The bones uncovered at a Fraserburgh cemetery date from the 13 century or even earlier, archaeologists believe.
The remains are that of one young female, one male and one unidentified person and were found at Kirkton Cemetery by grave-diggers earlier this month in an a part of the grounds not yet designated for burial.
Alison Cameron, who led the dig said: “It’s quite unusual.
“We seem to think that bones are found all the time but that area had been a field up until 1997.”
The archaeologist said that a bones had been moved sometime in the 20th century and placed in a trench along with bottles also from that period.
The Aberdeen-based archaeologist expert the bones may be early burials from a 13th century church.
She said: “The church that is there has been there since the 13th century and bones could be from a burial then -or it could be even earlier than that.”
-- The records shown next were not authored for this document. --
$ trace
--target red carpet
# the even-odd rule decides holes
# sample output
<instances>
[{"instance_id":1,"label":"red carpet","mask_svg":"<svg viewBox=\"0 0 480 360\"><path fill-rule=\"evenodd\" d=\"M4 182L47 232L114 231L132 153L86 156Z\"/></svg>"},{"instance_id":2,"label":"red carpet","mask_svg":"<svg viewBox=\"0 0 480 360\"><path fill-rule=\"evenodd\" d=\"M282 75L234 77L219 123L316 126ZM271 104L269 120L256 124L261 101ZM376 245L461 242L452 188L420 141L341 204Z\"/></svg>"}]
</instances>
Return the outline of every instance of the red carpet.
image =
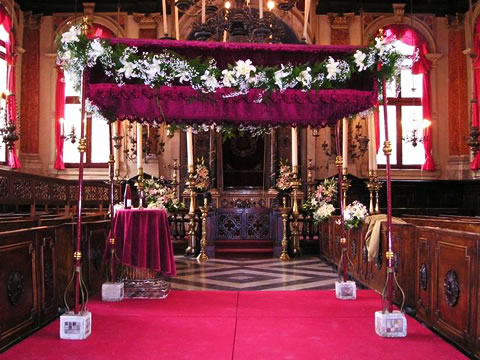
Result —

Ms Cameron believes that it is possible that other bones of archaeological interest may be on the church grounds and could be unearthed.
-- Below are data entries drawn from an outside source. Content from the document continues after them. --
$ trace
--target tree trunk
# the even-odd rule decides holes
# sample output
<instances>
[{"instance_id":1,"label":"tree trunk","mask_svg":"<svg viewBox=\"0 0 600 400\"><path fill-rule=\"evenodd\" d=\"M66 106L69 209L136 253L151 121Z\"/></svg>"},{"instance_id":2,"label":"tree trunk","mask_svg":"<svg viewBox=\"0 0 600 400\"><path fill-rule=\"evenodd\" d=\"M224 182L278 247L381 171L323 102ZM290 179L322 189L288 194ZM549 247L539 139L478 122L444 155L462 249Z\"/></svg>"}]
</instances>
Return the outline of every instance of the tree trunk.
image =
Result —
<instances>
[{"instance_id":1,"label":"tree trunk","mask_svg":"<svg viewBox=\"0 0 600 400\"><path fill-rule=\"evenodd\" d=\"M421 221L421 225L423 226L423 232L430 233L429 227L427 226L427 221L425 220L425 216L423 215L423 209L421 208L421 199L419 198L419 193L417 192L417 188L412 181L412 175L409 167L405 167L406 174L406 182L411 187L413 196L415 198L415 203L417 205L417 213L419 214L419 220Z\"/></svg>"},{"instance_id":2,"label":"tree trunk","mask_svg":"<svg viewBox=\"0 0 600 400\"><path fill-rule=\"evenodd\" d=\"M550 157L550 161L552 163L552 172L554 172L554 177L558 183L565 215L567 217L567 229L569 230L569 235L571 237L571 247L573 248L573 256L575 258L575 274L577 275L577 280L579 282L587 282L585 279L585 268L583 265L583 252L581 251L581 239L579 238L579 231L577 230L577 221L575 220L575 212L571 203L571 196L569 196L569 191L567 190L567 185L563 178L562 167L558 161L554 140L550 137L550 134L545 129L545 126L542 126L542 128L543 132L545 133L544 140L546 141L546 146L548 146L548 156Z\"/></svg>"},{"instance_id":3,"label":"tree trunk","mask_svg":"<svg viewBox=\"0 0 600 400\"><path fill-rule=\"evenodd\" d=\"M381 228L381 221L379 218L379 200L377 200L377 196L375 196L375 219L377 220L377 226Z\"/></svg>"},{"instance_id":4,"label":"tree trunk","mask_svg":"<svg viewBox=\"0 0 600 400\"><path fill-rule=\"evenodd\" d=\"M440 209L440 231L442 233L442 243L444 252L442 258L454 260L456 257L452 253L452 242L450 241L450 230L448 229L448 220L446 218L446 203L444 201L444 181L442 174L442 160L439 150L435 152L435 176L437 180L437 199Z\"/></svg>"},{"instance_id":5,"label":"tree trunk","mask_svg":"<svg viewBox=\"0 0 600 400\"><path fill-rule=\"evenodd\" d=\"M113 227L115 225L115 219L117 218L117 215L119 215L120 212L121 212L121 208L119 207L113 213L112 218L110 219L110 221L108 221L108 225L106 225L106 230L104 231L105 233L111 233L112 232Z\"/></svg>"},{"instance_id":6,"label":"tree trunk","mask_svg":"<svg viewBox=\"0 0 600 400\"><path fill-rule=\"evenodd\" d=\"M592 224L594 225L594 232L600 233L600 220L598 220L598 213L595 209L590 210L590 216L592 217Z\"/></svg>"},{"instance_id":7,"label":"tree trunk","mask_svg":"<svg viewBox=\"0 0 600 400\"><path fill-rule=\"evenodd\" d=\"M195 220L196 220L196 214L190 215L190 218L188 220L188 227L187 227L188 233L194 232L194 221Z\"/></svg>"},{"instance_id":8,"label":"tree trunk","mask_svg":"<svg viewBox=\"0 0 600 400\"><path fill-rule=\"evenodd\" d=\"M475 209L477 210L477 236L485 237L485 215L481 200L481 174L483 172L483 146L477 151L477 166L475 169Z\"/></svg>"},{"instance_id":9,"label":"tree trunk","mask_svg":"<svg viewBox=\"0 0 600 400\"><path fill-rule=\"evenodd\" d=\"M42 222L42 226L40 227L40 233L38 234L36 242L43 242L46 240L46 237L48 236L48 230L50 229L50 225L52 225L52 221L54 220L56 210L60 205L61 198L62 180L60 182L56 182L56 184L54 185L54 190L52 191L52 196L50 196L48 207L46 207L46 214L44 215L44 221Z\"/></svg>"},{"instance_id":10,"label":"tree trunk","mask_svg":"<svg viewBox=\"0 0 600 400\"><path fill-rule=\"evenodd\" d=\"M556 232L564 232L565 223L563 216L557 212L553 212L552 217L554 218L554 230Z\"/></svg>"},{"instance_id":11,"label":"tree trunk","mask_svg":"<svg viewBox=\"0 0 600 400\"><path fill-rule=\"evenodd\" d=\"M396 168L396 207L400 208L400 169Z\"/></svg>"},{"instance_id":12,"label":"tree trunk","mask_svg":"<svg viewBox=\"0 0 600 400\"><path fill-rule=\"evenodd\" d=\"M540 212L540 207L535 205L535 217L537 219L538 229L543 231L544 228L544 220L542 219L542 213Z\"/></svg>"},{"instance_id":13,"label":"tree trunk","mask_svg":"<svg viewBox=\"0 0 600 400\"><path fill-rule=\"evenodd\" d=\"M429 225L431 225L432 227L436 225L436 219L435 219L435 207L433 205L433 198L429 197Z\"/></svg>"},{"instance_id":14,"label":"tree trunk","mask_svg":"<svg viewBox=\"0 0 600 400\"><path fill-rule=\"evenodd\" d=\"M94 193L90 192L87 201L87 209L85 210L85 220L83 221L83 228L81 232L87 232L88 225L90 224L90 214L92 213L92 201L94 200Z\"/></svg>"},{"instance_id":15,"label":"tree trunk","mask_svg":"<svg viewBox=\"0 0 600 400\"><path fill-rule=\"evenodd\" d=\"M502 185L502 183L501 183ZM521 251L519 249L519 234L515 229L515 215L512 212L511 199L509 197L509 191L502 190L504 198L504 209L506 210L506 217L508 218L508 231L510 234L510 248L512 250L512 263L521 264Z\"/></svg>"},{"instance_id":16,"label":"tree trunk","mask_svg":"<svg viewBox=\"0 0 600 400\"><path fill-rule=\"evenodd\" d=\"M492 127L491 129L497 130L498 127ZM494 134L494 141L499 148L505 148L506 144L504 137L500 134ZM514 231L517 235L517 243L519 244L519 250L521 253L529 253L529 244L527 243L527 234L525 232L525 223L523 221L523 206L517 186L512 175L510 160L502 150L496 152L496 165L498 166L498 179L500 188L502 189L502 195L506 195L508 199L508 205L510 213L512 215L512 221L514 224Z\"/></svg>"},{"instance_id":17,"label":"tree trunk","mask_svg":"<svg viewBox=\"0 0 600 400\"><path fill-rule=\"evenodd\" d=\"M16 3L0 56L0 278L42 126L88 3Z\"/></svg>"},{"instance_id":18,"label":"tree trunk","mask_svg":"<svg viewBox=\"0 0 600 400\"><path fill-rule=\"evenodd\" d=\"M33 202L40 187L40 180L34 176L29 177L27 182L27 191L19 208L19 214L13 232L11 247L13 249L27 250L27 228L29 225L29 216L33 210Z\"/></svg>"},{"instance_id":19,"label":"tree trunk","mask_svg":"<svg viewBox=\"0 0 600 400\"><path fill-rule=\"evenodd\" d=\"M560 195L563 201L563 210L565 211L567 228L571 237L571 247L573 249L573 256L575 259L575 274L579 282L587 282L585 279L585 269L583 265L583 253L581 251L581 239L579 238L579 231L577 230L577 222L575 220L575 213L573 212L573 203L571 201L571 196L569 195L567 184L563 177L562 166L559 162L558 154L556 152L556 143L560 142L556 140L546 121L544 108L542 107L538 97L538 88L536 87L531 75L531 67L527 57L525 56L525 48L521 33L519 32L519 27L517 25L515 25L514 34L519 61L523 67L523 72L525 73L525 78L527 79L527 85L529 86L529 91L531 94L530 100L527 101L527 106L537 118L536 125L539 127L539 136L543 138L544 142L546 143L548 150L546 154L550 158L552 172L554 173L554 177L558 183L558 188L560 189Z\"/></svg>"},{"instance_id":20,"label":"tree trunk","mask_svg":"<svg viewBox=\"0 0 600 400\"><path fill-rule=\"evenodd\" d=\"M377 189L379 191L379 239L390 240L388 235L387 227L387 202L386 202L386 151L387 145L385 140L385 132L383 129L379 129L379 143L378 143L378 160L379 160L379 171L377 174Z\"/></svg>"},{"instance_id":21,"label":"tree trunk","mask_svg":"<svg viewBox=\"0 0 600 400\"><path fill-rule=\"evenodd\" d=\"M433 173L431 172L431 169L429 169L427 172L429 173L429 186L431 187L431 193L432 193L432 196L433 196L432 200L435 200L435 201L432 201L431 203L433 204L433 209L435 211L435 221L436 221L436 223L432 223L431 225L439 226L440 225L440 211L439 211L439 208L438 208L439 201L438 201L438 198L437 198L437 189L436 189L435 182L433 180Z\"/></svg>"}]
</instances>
The team are looking at a number of options including doing a geophysical survey on the grounds - meaning they could detect for bones underground without digging.
The bones were uncovered at the cemetery earlier in the month with the police called initially to investigate the find.
However they soon ruled out anything suspicious after discussions with bone experts including Ms Cameron.
Further studies of the area are expected to be carried out in the coming weeks.